Note: People are generally denied for benefits in a wholesale fashion. 50% of those who hire an attorney and appeal win the appeal and are awarded benefits. Attorneys charge 25% of retroactive benefits (back-pay to date of application). You will NOT be charged from your monthly SSI check.

Soc. Sec. Office # 753 9451

Common Problems


If the SSDI amount exceeds the equivalent of SSI, the recipient may be required to have a “spend-down” on their medical coupon, or may be ineligible for Medicaid altogether.


Overpayments happen from time to time, and Soc.

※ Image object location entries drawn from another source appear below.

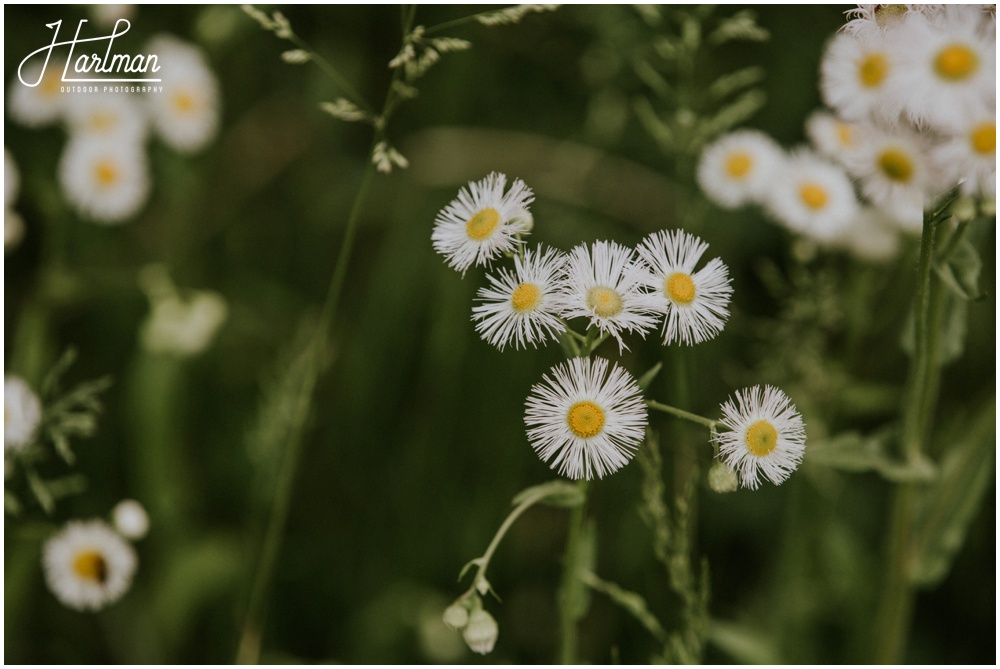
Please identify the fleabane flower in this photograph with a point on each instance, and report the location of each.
(812, 196)
(735, 169)
(694, 304)
(483, 223)
(22, 413)
(521, 307)
(950, 72)
(106, 181)
(586, 419)
(186, 114)
(603, 282)
(88, 565)
(766, 436)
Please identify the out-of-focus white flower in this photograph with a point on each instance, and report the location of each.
(130, 519)
(522, 308)
(694, 304)
(482, 223)
(88, 565)
(736, 168)
(39, 105)
(766, 435)
(586, 420)
(812, 197)
(603, 282)
(186, 113)
(106, 181)
(179, 325)
(22, 413)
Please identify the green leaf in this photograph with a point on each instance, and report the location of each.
(951, 504)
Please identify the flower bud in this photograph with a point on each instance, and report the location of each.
(481, 632)
(456, 616)
(721, 479)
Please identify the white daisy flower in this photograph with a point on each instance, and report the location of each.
(812, 197)
(855, 74)
(735, 169)
(41, 104)
(893, 167)
(186, 113)
(604, 283)
(766, 435)
(88, 565)
(586, 420)
(950, 68)
(22, 413)
(833, 138)
(695, 304)
(522, 306)
(106, 181)
(113, 117)
(970, 157)
(483, 223)
(130, 519)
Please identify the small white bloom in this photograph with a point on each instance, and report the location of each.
(694, 304)
(970, 157)
(22, 413)
(481, 632)
(812, 197)
(766, 436)
(106, 181)
(130, 519)
(586, 420)
(603, 282)
(950, 68)
(186, 113)
(39, 105)
(736, 168)
(113, 117)
(483, 223)
(88, 565)
(522, 306)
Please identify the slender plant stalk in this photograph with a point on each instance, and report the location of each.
(895, 606)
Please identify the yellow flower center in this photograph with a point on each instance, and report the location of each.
(604, 301)
(525, 297)
(896, 165)
(813, 195)
(585, 419)
(984, 138)
(90, 566)
(738, 164)
(873, 69)
(482, 224)
(761, 438)
(679, 288)
(106, 174)
(956, 62)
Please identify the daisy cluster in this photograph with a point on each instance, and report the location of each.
(911, 91)
(104, 170)
(90, 564)
(587, 417)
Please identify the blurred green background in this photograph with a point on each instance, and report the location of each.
(416, 442)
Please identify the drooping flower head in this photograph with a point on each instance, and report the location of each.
(694, 303)
(522, 307)
(88, 565)
(483, 223)
(586, 419)
(603, 282)
(766, 435)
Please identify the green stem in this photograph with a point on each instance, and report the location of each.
(895, 606)
(686, 415)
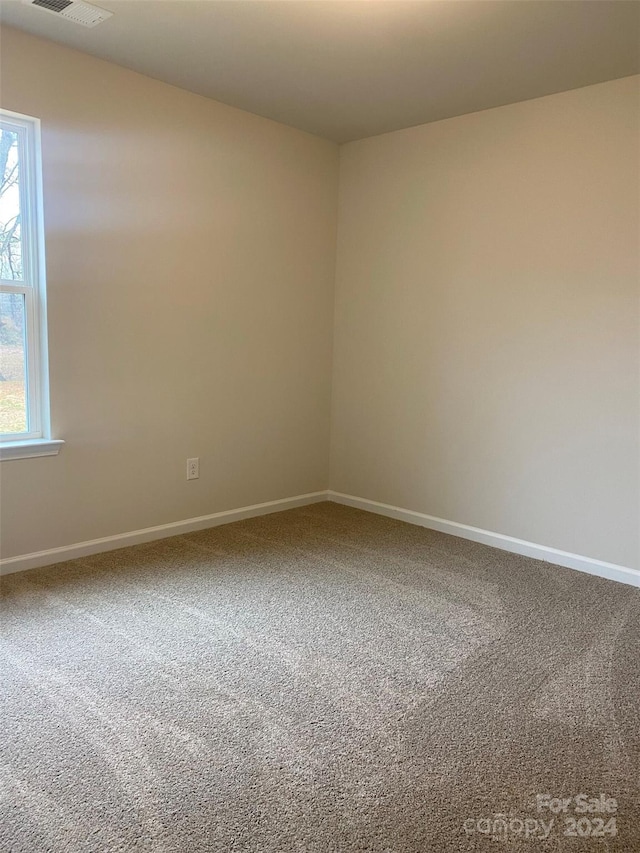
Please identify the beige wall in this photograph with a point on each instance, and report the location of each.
(486, 340)
(190, 261)
(486, 318)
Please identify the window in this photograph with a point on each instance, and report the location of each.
(24, 402)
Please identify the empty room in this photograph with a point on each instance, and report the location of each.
(319, 426)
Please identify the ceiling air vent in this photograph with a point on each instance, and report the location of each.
(73, 10)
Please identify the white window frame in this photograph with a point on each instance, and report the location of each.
(37, 441)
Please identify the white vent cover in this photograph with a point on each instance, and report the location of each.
(72, 10)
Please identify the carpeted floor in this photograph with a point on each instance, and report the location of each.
(320, 680)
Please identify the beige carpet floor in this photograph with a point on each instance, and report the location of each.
(320, 680)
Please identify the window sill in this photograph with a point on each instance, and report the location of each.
(27, 449)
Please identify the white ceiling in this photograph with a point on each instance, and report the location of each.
(346, 70)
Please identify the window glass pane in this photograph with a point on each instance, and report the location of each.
(10, 240)
(13, 363)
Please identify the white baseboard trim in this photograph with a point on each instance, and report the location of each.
(38, 559)
(149, 534)
(610, 571)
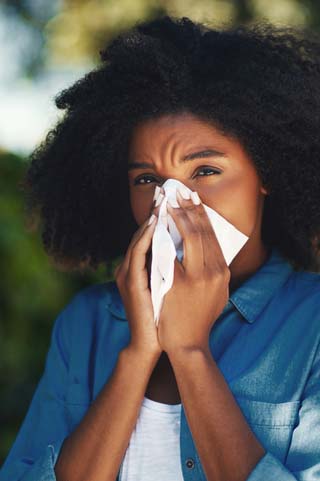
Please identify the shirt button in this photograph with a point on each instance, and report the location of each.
(190, 463)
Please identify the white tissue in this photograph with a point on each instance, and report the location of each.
(167, 244)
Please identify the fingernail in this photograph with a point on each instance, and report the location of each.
(151, 219)
(159, 199)
(184, 193)
(195, 198)
(156, 193)
(173, 203)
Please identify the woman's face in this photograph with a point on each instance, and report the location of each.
(218, 169)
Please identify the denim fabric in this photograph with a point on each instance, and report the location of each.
(265, 342)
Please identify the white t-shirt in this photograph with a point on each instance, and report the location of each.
(153, 452)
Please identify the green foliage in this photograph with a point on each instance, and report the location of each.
(33, 292)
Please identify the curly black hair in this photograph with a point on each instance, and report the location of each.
(259, 84)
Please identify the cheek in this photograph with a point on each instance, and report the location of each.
(237, 200)
(141, 204)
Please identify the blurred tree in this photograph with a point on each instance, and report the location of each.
(56, 34)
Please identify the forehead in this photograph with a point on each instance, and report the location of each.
(178, 131)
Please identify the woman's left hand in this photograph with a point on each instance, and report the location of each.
(200, 289)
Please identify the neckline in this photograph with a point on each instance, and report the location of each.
(158, 406)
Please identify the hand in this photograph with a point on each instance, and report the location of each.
(132, 279)
(200, 288)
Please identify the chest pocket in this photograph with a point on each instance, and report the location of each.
(272, 423)
(77, 403)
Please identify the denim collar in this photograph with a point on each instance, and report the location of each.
(250, 298)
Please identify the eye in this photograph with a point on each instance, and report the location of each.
(206, 169)
(143, 177)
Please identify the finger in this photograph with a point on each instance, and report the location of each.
(212, 252)
(193, 259)
(213, 255)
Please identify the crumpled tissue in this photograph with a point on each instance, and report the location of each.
(167, 244)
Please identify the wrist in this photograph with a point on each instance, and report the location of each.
(138, 352)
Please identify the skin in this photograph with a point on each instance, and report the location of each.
(236, 192)
(201, 285)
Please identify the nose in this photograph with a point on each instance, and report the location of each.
(171, 184)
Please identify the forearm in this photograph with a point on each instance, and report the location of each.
(95, 449)
(227, 447)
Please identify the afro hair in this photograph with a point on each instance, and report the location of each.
(259, 84)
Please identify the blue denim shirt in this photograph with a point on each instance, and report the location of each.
(265, 342)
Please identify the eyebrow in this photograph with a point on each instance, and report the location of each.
(194, 155)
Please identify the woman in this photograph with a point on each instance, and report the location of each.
(228, 386)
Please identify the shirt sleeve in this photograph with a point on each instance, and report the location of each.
(35, 450)
(303, 459)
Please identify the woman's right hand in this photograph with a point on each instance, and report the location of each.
(132, 279)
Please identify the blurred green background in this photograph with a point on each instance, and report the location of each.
(44, 46)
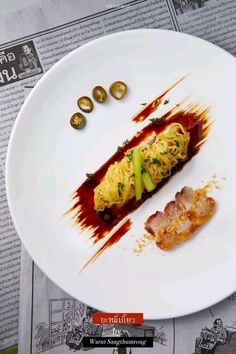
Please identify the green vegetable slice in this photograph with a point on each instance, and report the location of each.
(148, 183)
(138, 183)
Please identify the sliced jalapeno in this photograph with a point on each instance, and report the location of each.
(85, 104)
(99, 94)
(118, 90)
(77, 121)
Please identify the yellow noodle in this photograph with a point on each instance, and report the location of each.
(159, 157)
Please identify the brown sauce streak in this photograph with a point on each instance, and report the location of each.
(111, 241)
(100, 224)
(152, 106)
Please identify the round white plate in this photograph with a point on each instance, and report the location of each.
(47, 160)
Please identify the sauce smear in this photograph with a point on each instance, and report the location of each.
(193, 119)
(152, 106)
(111, 241)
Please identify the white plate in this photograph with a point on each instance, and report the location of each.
(47, 160)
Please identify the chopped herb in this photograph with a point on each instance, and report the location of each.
(156, 162)
(125, 142)
(120, 187)
(130, 156)
(123, 145)
(177, 143)
(143, 169)
(155, 120)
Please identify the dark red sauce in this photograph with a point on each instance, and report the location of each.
(111, 241)
(101, 223)
(152, 106)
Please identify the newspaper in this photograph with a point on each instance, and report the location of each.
(31, 41)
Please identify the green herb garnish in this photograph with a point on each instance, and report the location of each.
(123, 145)
(176, 142)
(130, 156)
(143, 170)
(120, 187)
(156, 162)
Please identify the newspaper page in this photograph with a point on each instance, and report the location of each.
(37, 38)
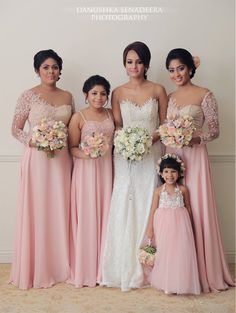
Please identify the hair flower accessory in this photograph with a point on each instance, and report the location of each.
(196, 61)
(171, 156)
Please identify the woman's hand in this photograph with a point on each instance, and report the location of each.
(31, 144)
(155, 137)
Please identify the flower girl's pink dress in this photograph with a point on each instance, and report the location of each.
(213, 268)
(90, 201)
(41, 256)
(175, 269)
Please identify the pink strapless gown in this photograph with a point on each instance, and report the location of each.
(213, 268)
(41, 256)
(90, 201)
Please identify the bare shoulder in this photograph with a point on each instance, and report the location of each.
(76, 117)
(157, 89)
(67, 96)
(118, 92)
(201, 91)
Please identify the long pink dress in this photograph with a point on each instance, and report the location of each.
(175, 269)
(90, 203)
(41, 256)
(213, 269)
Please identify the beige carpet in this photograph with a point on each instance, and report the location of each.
(64, 298)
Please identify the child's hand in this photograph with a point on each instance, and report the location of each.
(150, 232)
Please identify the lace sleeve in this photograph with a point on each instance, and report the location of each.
(210, 110)
(19, 119)
(73, 105)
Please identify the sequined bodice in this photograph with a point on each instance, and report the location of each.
(106, 127)
(145, 116)
(171, 201)
(30, 107)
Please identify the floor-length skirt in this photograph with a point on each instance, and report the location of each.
(41, 256)
(134, 185)
(175, 269)
(91, 195)
(213, 268)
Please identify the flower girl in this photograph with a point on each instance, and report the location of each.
(175, 269)
(90, 136)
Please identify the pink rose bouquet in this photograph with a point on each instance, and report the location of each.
(147, 255)
(95, 145)
(49, 136)
(177, 132)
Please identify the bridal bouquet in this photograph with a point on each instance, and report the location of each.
(49, 136)
(133, 143)
(95, 145)
(177, 132)
(147, 255)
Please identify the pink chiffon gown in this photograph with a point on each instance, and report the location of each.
(213, 268)
(41, 257)
(175, 269)
(90, 200)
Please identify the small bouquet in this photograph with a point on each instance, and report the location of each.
(147, 255)
(177, 132)
(133, 143)
(95, 145)
(49, 136)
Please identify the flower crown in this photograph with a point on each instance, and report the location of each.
(171, 156)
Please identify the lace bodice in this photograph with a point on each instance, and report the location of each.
(30, 107)
(145, 116)
(171, 201)
(106, 127)
(206, 113)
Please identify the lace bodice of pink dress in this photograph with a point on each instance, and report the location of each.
(32, 108)
(212, 265)
(206, 113)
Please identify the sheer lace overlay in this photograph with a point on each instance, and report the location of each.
(31, 108)
(206, 113)
(171, 201)
(131, 201)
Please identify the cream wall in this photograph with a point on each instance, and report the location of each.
(205, 27)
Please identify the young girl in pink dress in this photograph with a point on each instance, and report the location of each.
(91, 182)
(200, 104)
(175, 269)
(41, 257)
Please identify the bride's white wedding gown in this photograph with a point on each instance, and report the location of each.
(131, 202)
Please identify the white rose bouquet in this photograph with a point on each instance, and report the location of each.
(133, 143)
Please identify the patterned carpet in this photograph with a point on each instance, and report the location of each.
(64, 298)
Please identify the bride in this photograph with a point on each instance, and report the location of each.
(140, 103)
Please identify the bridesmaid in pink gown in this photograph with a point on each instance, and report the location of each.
(41, 256)
(199, 103)
(91, 183)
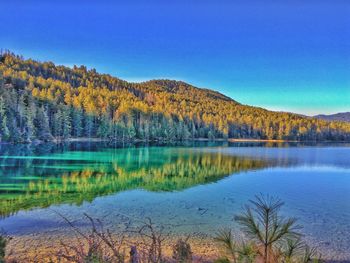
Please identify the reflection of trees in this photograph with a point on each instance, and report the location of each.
(74, 177)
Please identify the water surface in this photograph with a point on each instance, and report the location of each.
(194, 189)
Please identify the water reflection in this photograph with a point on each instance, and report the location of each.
(51, 174)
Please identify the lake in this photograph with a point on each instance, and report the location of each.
(194, 189)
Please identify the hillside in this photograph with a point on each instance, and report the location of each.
(39, 100)
(341, 116)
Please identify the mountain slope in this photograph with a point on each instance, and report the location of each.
(39, 100)
(341, 116)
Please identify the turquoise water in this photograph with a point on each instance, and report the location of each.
(190, 189)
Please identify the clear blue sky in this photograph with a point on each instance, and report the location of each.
(281, 55)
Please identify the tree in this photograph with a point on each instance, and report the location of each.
(262, 223)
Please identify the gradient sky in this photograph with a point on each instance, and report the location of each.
(281, 55)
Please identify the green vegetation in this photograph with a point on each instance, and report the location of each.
(43, 101)
(271, 237)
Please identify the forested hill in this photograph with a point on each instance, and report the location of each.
(45, 102)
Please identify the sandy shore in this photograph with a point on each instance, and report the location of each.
(44, 248)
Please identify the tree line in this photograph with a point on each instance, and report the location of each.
(42, 101)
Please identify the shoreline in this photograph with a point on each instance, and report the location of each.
(232, 140)
(40, 247)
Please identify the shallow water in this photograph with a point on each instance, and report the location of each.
(192, 190)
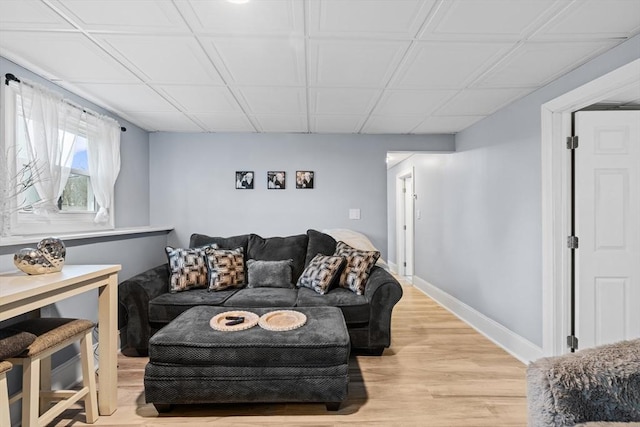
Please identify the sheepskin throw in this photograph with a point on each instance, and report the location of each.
(597, 384)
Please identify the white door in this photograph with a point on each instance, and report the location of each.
(607, 224)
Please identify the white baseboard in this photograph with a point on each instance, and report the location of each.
(519, 347)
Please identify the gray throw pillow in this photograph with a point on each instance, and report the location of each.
(270, 274)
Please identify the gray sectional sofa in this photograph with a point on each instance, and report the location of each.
(146, 305)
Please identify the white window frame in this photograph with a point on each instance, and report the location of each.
(27, 223)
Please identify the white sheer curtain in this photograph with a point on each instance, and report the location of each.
(103, 151)
(46, 117)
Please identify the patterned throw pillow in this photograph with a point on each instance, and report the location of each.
(269, 274)
(187, 269)
(359, 264)
(226, 268)
(321, 272)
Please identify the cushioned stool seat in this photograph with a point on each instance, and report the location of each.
(189, 362)
(12, 343)
(53, 334)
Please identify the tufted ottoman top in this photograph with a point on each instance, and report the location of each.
(189, 340)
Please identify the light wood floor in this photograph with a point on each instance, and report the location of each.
(437, 372)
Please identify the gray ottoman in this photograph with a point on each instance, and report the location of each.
(189, 362)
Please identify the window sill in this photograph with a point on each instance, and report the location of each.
(34, 239)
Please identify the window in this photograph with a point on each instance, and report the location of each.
(52, 152)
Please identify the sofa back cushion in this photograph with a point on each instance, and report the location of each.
(319, 243)
(233, 242)
(269, 274)
(278, 249)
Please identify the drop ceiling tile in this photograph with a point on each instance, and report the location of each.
(274, 100)
(275, 17)
(368, 18)
(535, 64)
(411, 102)
(357, 63)
(163, 59)
(30, 14)
(63, 56)
(224, 122)
(387, 124)
(164, 121)
(123, 16)
(282, 123)
(332, 123)
(452, 124)
(487, 19)
(202, 98)
(629, 96)
(128, 98)
(480, 102)
(594, 19)
(342, 100)
(446, 65)
(259, 61)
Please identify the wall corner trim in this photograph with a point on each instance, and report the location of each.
(519, 347)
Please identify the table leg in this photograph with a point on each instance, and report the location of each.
(108, 347)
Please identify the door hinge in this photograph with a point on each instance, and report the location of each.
(572, 342)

Sec. will pursue reimbursement. If this happens to you, call your caseworker at Family Support Center, or check the NW Justice Project’s website for “How to fight an overpayment”. (There are generally two options to fighting an overpayment: an appeal if you think they didn’t actually overpay you; or an “Equitable Estoppel” waiver if you think they made a mistake that was no fault of your own. Soc. Sec. also can set up a plan for very small payments if Soc Sec is your only income.)


Soc. Sec. will cut benefits to people with warrants out for their arrest or who are incarcerated. Sometimes they will discover a very old warrant and terminate benefits. Talk to your caseworker or advocate if this happens, and try to get the warrants dropped. Call the Prosecuting Attorney in offended state, county and explain the situation and ask that charges be dropped.